Rann agreed to meet her at noon, replaced the receiver, and began sorting through the papers for the Tribune. The article was on the bottom of the front page. BLACK MARKET BOY HITS BRIGHT LIGHTS. There was a photograph of him and Rita getting out of the limousine in front of the theatre. Rann read the article in which Nancy Adams explained that he, Rann Colfax—who had made a fortune on the black market in Korea, either through personal involvement or by writing about it—had been seen in the right places last night with wealthy widow Rita Benson, living high on his profits. Rann smiled bitterly as he remembered he had been Rita’s guest for dinner and his publisher had arranged ahead of time to pay for everything else.
The closing line in the article disturbed Rann deeply: “It would seem that someone should care enough to check with General Appleby in Korea to see exactly how it is that Mr. Colfax was so easily cleared of involvement with the black market. One has only to read his book to see he obviously must have firsthand knowledge of the entire sickening operation.”
“But she had no right to say the things she said,” Rann protested to Margie as they sat over luncheon later.
“Oh, but yes she has.” Margie’s voice was gentle but firm. “That is the price we pay for freedom of the press,” she went on. “She can write anything she wishes as long as she covers herself, which she did. She said you made a fortune off the black market—either by being involved personally, or by writing about it. That’s true. You did write about it in your book, and you are making a fortune. You will make even more after her article. But you can’t let it get to you.”
They continued the discussion throughout luncheon and later at the office of the agent.
“You are hot, Rann,” Ralph Burnett, the head of the agency, said to him. “We have plenty of clients already but we will take you on. Anything anybody wants to discuss with you about your work, refer them to us. That’s all there is to it. But you have to stay hot. If you do that, we’ll all make a bundle. After today’s article, your book will jump to number one within a week, you’ll see.”

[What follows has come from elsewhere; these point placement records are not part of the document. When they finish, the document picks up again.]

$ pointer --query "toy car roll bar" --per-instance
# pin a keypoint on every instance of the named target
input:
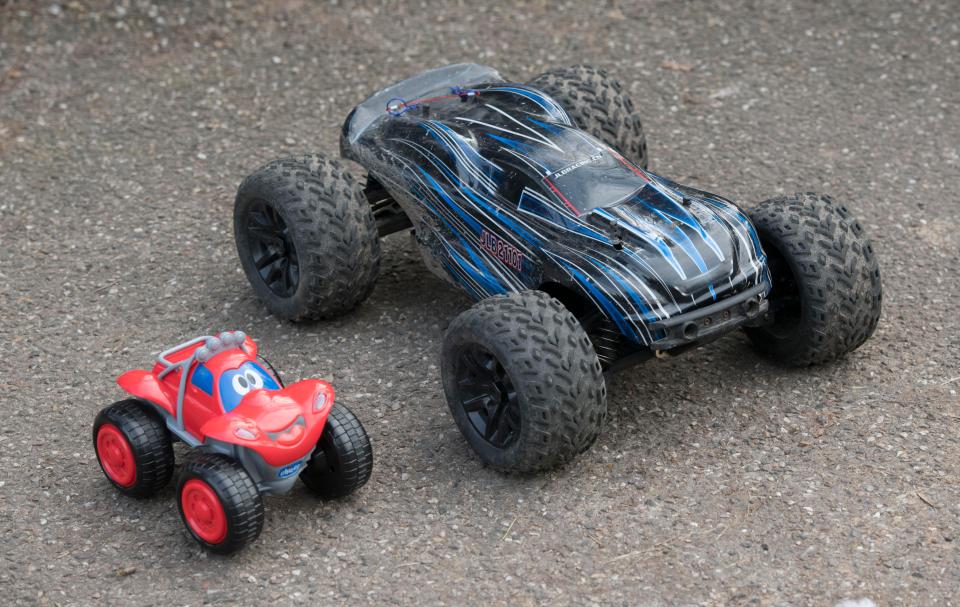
(211, 345)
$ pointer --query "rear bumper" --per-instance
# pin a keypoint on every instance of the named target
(710, 322)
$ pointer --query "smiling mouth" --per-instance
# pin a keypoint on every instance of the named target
(291, 434)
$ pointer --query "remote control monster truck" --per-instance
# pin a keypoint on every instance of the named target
(254, 436)
(535, 200)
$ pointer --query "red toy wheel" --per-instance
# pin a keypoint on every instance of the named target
(133, 447)
(203, 511)
(219, 503)
(116, 455)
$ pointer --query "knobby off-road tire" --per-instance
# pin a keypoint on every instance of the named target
(597, 104)
(143, 450)
(325, 228)
(232, 487)
(525, 358)
(343, 459)
(827, 291)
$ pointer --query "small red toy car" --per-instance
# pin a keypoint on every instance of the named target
(254, 436)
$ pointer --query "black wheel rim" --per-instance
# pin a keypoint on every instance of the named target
(272, 250)
(488, 397)
(785, 298)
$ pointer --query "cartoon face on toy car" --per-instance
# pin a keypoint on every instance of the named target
(236, 383)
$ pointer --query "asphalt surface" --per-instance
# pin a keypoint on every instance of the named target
(719, 479)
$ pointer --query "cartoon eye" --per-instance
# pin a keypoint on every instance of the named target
(240, 385)
(254, 379)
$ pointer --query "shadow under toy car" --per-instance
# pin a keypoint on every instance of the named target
(254, 434)
(535, 200)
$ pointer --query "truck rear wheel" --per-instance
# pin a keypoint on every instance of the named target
(306, 238)
(827, 293)
(597, 104)
(523, 382)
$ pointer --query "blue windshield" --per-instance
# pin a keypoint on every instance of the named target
(237, 383)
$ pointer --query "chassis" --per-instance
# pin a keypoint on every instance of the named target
(536, 201)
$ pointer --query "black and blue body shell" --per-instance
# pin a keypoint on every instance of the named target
(506, 193)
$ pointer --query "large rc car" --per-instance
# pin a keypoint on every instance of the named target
(254, 436)
(536, 201)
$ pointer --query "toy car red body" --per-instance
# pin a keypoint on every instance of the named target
(255, 436)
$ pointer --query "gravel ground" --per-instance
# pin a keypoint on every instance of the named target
(720, 479)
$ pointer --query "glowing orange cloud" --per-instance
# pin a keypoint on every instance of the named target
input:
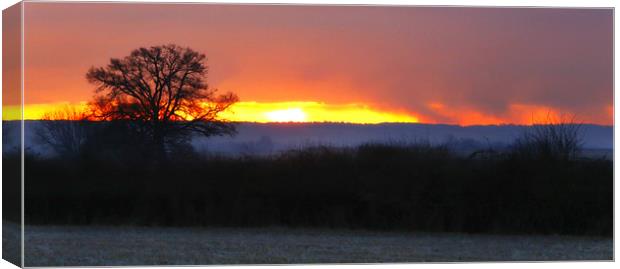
(307, 111)
(522, 114)
(258, 112)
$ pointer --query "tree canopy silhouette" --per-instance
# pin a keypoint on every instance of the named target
(161, 91)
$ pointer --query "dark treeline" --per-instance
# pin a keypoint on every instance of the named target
(418, 187)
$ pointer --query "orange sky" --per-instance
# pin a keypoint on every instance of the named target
(357, 64)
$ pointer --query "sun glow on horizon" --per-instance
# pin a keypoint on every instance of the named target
(356, 113)
(286, 115)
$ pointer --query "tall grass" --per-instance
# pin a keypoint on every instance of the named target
(419, 187)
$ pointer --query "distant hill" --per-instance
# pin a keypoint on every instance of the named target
(267, 138)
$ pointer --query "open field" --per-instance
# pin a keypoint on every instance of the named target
(107, 245)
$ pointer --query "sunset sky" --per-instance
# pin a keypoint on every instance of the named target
(343, 63)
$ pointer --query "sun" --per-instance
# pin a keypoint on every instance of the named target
(286, 115)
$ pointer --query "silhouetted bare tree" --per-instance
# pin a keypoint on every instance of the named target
(557, 138)
(64, 130)
(162, 93)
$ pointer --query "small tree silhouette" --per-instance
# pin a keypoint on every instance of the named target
(557, 138)
(64, 130)
(161, 93)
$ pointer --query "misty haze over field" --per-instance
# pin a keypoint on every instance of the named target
(271, 138)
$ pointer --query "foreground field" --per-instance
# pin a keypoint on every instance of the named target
(86, 246)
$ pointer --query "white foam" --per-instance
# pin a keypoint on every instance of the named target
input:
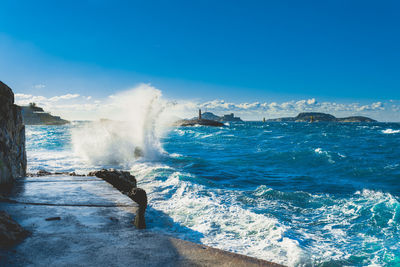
(390, 131)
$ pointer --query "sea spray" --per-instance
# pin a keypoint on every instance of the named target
(131, 124)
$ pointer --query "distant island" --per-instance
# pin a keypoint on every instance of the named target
(208, 119)
(321, 117)
(34, 115)
(224, 118)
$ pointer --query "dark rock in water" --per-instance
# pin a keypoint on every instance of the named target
(138, 152)
(53, 219)
(355, 119)
(321, 117)
(126, 183)
(224, 118)
(194, 122)
(12, 138)
(139, 196)
(34, 115)
(121, 180)
(11, 233)
(43, 173)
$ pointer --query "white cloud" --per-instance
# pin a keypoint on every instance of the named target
(39, 86)
(63, 97)
(74, 106)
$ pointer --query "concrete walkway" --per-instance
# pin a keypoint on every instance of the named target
(94, 229)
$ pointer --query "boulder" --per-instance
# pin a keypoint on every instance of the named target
(11, 232)
(121, 180)
(126, 183)
(12, 138)
(139, 196)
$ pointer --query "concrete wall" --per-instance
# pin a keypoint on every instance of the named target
(12, 137)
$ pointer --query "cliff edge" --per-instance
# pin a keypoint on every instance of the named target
(12, 137)
(34, 115)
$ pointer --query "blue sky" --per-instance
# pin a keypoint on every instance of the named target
(238, 51)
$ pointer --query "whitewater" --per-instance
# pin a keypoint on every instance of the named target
(299, 194)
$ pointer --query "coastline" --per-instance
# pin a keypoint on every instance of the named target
(95, 228)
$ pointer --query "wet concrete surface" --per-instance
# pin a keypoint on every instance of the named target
(94, 229)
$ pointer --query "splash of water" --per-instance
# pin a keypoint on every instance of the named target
(131, 126)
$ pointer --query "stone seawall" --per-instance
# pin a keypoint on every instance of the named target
(12, 137)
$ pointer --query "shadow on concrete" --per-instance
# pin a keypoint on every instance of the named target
(103, 235)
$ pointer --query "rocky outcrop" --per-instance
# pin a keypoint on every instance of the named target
(224, 118)
(12, 137)
(202, 122)
(11, 232)
(322, 117)
(126, 183)
(34, 115)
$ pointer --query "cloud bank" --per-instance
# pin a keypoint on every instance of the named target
(79, 107)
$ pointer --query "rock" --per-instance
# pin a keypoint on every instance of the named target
(11, 232)
(203, 122)
(34, 115)
(224, 118)
(121, 180)
(139, 196)
(126, 183)
(43, 173)
(321, 117)
(12, 138)
(53, 219)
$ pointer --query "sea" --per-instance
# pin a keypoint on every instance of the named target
(298, 194)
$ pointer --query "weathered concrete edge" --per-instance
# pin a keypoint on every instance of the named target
(226, 258)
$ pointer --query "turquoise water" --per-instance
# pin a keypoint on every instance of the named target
(324, 194)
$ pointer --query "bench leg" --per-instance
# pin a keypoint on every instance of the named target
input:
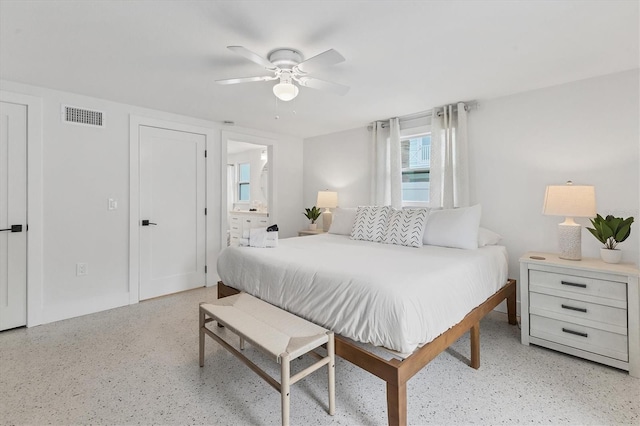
(285, 375)
(201, 333)
(332, 373)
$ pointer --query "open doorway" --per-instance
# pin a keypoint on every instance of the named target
(248, 185)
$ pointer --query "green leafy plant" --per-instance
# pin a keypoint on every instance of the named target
(611, 230)
(312, 214)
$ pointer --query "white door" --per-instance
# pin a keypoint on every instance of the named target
(13, 215)
(172, 211)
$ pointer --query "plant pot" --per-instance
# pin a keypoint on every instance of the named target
(611, 255)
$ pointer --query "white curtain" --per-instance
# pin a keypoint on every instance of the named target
(387, 164)
(449, 175)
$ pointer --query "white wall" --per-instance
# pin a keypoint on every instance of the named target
(82, 168)
(585, 131)
(338, 162)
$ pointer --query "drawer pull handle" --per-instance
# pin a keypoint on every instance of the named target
(573, 308)
(577, 333)
(573, 284)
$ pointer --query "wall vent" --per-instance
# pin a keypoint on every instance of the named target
(82, 116)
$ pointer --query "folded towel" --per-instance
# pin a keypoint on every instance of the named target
(259, 237)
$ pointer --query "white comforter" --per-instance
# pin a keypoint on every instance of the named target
(387, 295)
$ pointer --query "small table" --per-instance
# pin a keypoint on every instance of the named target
(304, 232)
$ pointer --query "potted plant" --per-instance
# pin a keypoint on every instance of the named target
(312, 214)
(611, 231)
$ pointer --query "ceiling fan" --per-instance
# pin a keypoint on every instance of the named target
(289, 66)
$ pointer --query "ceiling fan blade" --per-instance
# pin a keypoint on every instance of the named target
(245, 79)
(316, 83)
(252, 56)
(322, 60)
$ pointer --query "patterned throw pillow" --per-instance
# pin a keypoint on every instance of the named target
(405, 227)
(370, 223)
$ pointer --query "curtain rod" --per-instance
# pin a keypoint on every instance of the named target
(468, 106)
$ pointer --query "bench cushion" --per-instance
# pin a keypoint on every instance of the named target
(263, 325)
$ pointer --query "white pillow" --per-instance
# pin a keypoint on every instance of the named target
(487, 237)
(342, 220)
(370, 223)
(456, 228)
(406, 227)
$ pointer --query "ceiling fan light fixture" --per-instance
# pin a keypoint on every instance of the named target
(285, 91)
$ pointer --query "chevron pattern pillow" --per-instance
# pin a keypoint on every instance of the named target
(370, 223)
(405, 227)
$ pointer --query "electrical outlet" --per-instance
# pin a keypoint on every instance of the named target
(82, 269)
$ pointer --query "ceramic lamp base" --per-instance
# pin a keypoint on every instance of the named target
(570, 238)
(326, 220)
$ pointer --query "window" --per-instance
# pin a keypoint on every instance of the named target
(416, 161)
(244, 179)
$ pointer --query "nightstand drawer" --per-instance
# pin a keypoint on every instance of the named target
(602, 317)
(589, 339)
(577, 287)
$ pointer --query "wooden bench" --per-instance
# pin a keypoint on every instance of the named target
(277, 333)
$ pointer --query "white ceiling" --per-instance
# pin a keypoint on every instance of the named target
(402, 57)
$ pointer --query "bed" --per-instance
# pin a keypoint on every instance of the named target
(413, 302)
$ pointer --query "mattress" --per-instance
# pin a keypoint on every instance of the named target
(386, 295)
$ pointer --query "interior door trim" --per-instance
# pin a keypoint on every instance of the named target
(212, 164)
(35, 290)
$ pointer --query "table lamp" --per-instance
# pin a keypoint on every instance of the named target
(570, 201)
(327, 200)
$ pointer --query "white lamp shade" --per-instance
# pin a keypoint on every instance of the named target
(570, 201)
(327, 199)
(285, 91)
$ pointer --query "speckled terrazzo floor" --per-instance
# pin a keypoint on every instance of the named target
(139, 365)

And it did. Rann sat at his desk, the book-review section of the newspaper open before him. A long, thoughtful review of his book was on the page opposite the bestseller list. George Pearce, Margie, and Ralph Burnett should be very pleased, he thought to himself.
This review pleased him also. The reviewer had understood so well everything he had tried to convey that Rann, himself, was surprised. Not all of the articles that had appeared—and there had been many—were as thoughtful or as carefully written. They had all been good and factual, except that Nancy Adams had followed up with two more articles in the Tribune, one in which she told of a person-to-person phone call to General Appleby in Korea. General Appleby had not accepted her call, telling the operator merely that he had no comment to make, but reporting the phone call gave her the opportunity to write her nasty insinuations all over again. Two days later she had written of a meeting she had with Sen. John Easton, a young presidential hopeful from a New England state and a member of a committee investigating military affairs, who had promised to read the book and meet with her again. She vowed that her readers would have a full report on what the senator had to say and again used the opportunity to repeat her former remarks.
In the two weeks since Rann came to New York, all that he did was reported. He wondered that the public could actually be interested in his every move. He went to the premiere with Rita on Thursday, and on Saturday they attended a charity ball. On Friday, he had dined with George Pearce and Margie, a busy but simple routine, and all was written in the gossip columns. His mother had dutifully called him several times regarding the articles and he was truly sorry for the way he had affected her life. All he could do was continue to assure her all was well with him. The telephone on his desk interrupted his thought. It was Donald Sharpe.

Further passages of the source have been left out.